Question

The magnetic flux \( \phi \) through a stationary loop of wire having a resistance \( R \) varies with time as \( \phi = 4t^2 + 3t \). The average emf and total charge flowing in the loop in the time interval \( t = 0 \) to \( t = \tau \) respectively are

• A. \( \tau + 3, \; \frac{4\tau^2 + 3\tau}{R} \)
• B. \( 3\tau + 4, \; \frac{4\tau^2 + 3\tau}{R} \)
• C. \( 4\tau + 3, \; \frac{4\tau^2 + 3\tau}{R} \)
• D. \( 4\tau + 3, \; \frac{4\tau^2 + 3\tau}{R} \)

Hint:

Average emf over time interval can be found using integration, while total charge is obtained by integrating current \(I = \frac{\mathcal{E}}{R}\).

Answer 1

The Correct Option is D

Step 1: Use Faraday’s law of electromagnetic induction.
\[ \mathcal{E} = -\frac{d\phi}{dt} \]

Step 2: Differentiate the flux.
\[ \phi = 4t^2 + 3t \] \[ \frac{d\phi}{dt} = 8t + 3 \]

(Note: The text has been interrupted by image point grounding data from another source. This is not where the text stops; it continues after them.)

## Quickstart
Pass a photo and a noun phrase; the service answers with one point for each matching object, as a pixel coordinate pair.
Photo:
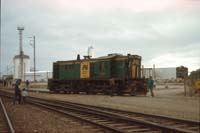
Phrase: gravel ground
(32, 119)
(170, 102)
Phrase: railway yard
(168, 111)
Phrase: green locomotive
(111, 74)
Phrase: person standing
(17, 95)
(24, 95)
(151, 85)
(27, 84)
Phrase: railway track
(119, 121)
(5, 122)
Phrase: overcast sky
(164, 33)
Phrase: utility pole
(20, 29)
(34, 58)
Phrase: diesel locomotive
(112, 74)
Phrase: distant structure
(91, 52)
(41, 76)
(17, 66)
(168, 73)
(21, 61)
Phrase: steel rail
(151, 118)
(153, 124)
(7, 117)
(120, 118)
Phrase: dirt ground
(32, 119)
(170, 102)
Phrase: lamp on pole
(34, 69)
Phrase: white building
(40, 76)
(17, 66)
(91, 52)
(165, 73)
(160, 73)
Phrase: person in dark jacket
(151, 85)
(27, 84)
(17, 96)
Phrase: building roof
(19, 56)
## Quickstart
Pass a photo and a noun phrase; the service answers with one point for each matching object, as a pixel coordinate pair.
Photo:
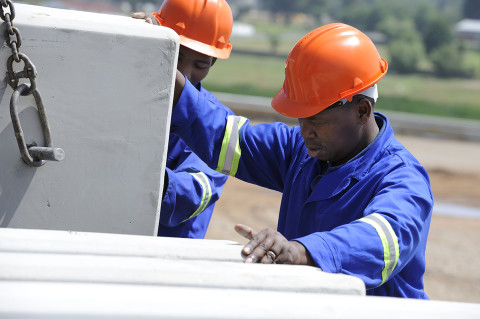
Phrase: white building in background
(469, 29)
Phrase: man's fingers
(139, 15)
(245, 231)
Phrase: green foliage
(438, 32)
(448, 60)
(409, 105)
(471, 9)
(423, 94)
(405, 55)
(405, 47)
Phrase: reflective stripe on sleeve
(230, 152)
(207, 192)
(389, 242)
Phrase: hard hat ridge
(329, 64)
(203, 25)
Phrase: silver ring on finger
(272, 255)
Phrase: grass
(424, 94)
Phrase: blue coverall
(193, 187)
(368, 218)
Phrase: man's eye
(201, 66)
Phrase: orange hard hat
(331, 63)
(203, 25)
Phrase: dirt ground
(453, 250)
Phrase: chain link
(32, 155)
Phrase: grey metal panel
(107, 83)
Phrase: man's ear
(365, 110)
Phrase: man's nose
(306, 130)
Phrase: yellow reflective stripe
(231, 152)
(206, 194)
(389, 240)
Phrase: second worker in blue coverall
(191, 188)
(354, 200)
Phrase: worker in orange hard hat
(191, 188)
(354, 200)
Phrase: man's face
(194, 65)
(333, 134)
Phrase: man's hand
(147, 17)
(269, 247)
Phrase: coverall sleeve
(377, 247)
(215, 135)
(192, 188)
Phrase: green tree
(448, 60)
(438, 32)
(471, 9)
(405, 46)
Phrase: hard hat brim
(206, 49)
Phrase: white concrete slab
(106, 83)
(60, 274)
(60, 256)
(97, 300)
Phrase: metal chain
(32, 155)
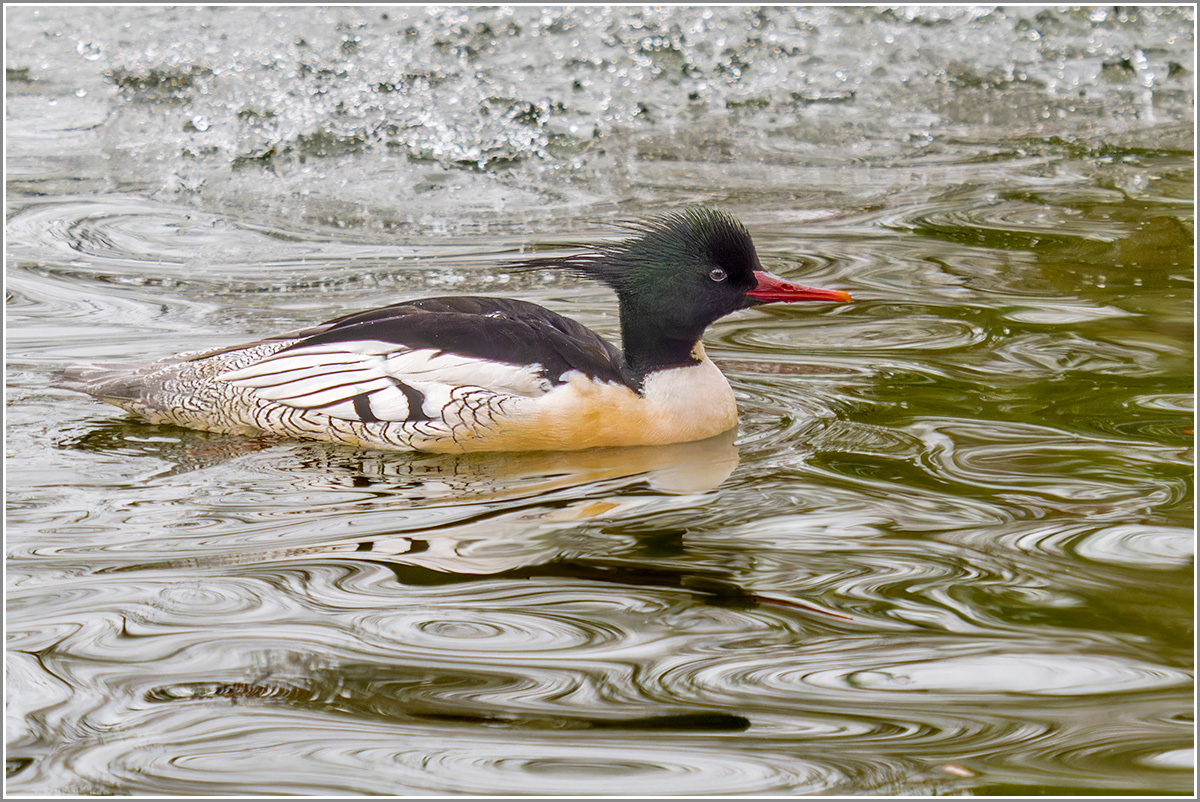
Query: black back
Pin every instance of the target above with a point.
(498, 329)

Step 3: Expression for instantaneous emf.
\[ \mathcal{E} = -(8t + 3) \]

Step 4: Find average emf from \(0\) to \(\tau\).
\[ \mathcal{E}_{avg} = \frac{1}{\tau} \int_{0}^{\tau} (8t + 3)\, dt \]
\[ \mathcal{E}_{avg} = \frac{1}{\tau} \left[4t^2 + 3t\right]_0^{\tau} \]
\[ \mathcal{E}_{avg} = \frac{4\tau^2 + 3\tau}{\tau} = 4\tau + 3 \]

Step 5: Find total charge flown.
Using \( I = \frac{\mathcal{E}}{R} \), total charge is:
\[ Q = \int I\, dt = \frac{1}{R} \int \mathcal{E}\, dt \]
\[ Q = \frac{1}{R} \int_{0}^{\tau} (8t + 3)\, dt \]

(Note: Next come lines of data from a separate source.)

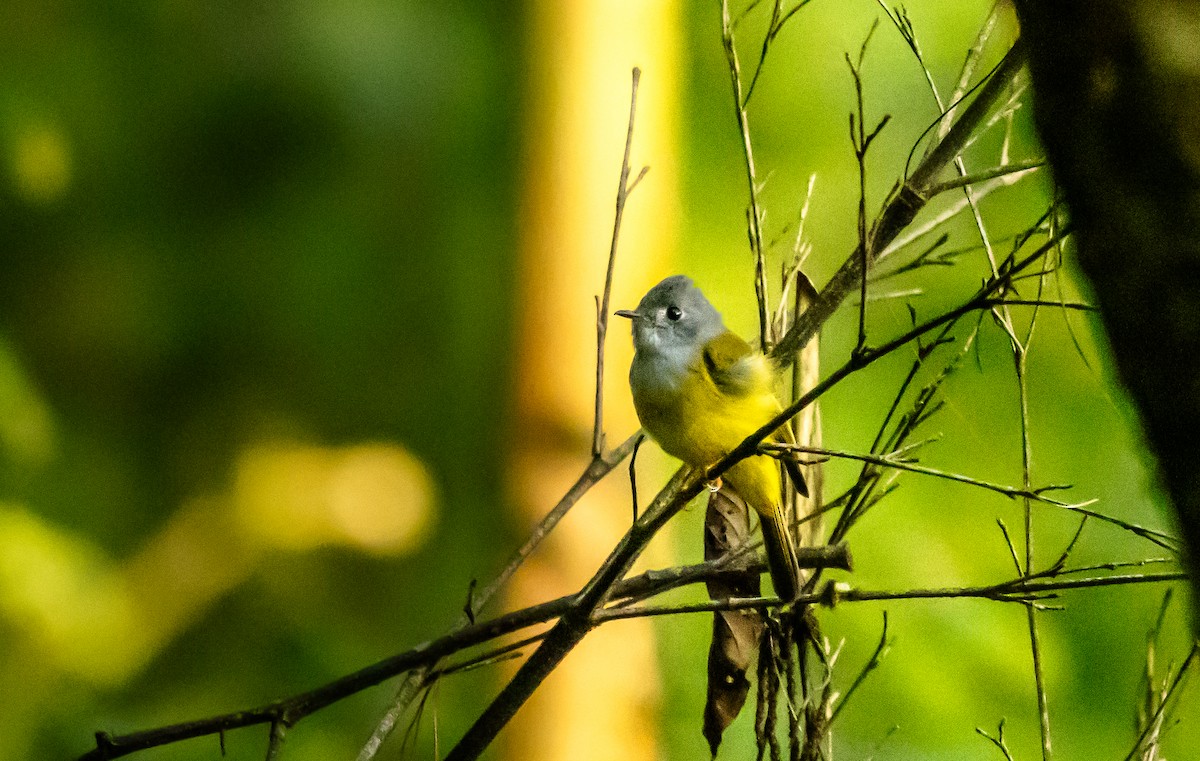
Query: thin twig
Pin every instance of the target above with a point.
(624, 187)
(754, 211)
(904, 205)
(873, 663)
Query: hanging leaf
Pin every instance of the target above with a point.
(736, 634)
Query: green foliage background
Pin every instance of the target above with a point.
(223, 221)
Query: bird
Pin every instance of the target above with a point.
(700, 390)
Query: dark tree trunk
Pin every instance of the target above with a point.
(1117, 103)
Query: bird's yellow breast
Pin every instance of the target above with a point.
(700, 423)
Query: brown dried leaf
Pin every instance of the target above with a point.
(736, 634)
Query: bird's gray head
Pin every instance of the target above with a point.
(673, 316)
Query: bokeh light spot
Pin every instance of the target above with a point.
(41, 163)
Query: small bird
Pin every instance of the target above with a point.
(700, 390)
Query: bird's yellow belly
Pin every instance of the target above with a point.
(700, 425)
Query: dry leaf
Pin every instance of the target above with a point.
(736, 634)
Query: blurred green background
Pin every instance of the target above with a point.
(257, 319)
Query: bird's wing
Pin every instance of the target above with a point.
(738, 370)
(732, 365)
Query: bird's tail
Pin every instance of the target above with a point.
(781, 558)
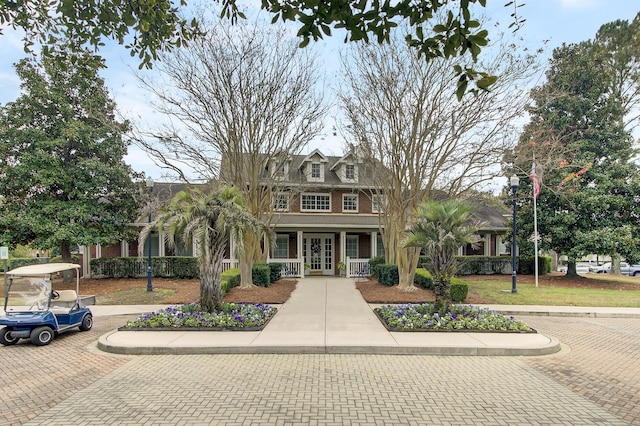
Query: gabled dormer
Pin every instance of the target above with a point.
(346, 168)
(313, 165)
(278, 167)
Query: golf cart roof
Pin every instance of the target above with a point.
(42, 269)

Step 6: Evaluate the integral.
\[ Q = \frac{1}{R} \left[4t^2 + 3t\right]_0^{\tau} \]
\[ Q = \frac{4\tau^2 + 3\tau}{R} \]

Step 7: Final conclusion.
\[ \boxed{4\tau + 3, \; \frac{4\tau^2 + 3\tau}{R}} \] Hence, correct answer is option (D).